CARNet WebWorld - CUC 2004

Abstract

Every computer system has to be systematically supervised on account of recognition critical circumstances that need troubleshooting, system/application tuning or in the end, upgrade of a system. During years on UNIX/Linux platform there has been developed great deal of tools for that purpose. I this presentation an overview will be made of both traditional tools for monitoring UNIX/Linux systems and complex tools for monitoring distributed systems. Among traditional tools, different set of tools according to their specific field of usage will be taken in consideration; basic system monitoring tools, system integrity monitoring tools, system performance monitoring tools and services activity monitoring tools. Very important role in long term diagnostics and decision making have visualization of data collected through monitoring system, so the most prominent solutions in that area will be commented. In the end, special attention will be paid to the concept of cluster monitoring and its fundamental principles. Some consideration of active response and job distribution based on of monitoring systems will also be made.

One prominent system of that kind is Ganglia. Ganglia is a scalable distributed monitoring system for high performance computing systems such as clusters and Grids. It is based on a hierarchical design targeted at groups of clusters. It relies on a multicast-based listen/announce protocol to monitor state within clusters and uses a tree of point to-point connections amongst representative cluster nodes to group clusters and aggregate their state. It leverages widely used technologies such as XML for data representation, XDR for compact, portable data transport, and RRDtool for data storage and visualization. It uses carefully engineered data structures and algorithms to achieve very low per-node overheads and high concurrency. The implementation is robust, has been ported to an extensive set of operating systems and processor architectures, and is currently in use on many clusters around the world.
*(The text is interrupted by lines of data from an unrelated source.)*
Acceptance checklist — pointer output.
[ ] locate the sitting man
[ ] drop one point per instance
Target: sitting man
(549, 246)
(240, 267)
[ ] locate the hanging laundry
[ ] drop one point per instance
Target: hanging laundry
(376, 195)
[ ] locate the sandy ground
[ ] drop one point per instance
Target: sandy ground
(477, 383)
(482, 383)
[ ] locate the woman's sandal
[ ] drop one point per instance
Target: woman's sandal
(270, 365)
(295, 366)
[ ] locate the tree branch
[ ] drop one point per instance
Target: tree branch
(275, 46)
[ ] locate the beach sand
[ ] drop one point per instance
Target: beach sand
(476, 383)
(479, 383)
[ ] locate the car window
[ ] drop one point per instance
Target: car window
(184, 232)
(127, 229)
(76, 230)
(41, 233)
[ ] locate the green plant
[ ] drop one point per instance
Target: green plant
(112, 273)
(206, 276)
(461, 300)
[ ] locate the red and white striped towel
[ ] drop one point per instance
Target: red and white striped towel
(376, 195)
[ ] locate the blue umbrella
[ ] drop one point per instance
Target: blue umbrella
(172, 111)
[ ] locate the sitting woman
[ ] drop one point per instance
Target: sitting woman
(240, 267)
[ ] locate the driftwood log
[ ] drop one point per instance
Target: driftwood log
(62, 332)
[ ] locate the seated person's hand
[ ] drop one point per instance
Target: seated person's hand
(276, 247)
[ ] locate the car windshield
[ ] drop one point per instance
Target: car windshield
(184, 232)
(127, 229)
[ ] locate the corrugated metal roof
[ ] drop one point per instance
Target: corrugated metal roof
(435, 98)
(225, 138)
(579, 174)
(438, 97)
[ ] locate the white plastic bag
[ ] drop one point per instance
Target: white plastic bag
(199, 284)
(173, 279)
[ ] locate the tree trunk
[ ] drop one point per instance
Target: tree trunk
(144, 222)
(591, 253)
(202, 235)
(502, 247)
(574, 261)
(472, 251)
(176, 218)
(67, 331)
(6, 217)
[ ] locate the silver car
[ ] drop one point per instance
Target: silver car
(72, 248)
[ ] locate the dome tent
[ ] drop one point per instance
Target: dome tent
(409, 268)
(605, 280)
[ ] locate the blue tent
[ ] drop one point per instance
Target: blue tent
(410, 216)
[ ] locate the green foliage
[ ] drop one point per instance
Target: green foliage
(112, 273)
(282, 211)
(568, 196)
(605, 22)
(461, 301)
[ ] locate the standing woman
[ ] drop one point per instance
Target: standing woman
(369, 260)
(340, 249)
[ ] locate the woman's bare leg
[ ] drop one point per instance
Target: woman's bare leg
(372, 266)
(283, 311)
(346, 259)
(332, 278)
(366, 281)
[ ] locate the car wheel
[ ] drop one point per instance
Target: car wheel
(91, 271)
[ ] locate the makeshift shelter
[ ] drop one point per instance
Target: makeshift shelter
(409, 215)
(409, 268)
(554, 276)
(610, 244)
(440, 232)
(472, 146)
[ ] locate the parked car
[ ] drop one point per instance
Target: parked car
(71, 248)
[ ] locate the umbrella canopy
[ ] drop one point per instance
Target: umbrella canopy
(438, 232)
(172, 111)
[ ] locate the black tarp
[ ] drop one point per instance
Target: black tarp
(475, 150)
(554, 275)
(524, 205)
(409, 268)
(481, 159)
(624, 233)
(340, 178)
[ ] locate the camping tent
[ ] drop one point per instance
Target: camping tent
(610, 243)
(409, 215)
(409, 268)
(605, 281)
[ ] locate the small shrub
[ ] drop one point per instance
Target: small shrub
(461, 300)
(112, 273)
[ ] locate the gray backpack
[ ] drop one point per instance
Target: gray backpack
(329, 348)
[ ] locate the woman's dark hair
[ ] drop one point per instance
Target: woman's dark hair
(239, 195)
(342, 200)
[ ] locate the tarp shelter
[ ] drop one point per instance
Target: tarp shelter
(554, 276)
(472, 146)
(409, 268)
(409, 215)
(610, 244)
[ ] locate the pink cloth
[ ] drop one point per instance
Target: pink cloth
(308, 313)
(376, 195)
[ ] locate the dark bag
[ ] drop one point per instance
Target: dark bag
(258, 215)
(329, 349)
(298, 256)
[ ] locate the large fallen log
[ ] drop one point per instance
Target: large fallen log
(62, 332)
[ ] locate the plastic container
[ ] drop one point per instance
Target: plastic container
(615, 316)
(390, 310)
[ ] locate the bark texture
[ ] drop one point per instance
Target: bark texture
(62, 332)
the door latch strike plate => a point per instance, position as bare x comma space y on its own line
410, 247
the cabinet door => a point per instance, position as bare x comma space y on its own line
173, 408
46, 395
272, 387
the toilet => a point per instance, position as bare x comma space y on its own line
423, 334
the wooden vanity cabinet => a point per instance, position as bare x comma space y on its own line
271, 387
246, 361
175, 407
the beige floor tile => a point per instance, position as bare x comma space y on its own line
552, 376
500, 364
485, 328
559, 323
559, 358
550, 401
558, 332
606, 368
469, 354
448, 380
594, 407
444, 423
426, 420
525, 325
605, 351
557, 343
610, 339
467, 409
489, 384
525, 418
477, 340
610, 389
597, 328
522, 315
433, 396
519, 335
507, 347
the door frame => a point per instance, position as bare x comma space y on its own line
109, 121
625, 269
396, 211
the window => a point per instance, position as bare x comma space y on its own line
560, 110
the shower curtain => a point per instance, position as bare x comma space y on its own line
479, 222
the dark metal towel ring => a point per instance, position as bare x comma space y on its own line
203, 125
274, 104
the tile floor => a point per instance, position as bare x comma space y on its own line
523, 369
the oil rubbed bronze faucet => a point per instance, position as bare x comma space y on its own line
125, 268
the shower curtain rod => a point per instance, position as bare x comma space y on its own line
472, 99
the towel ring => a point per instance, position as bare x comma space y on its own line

Another monitoring system, Supermon is an exible set of tools for high speed, scalable cluster monitoring. Node behavior can be monitored very fast. In addition, Supermon uses a data protocol based on symbolic expressions at all levels of Supermon, from individual nodes to entire clusters. This contributes to Supermon's scalability and allows it to function in a heterogeneous environment.

Finally Hawkeye monitoring system will be shown. It utilizes technologies present in Condor and ClassAds to provide rich mechanisms for collecting, storing, and using information about computers, but it can be also used outside Condor. A Hawkeye system can be used to monitor various attributes of a collection of systems.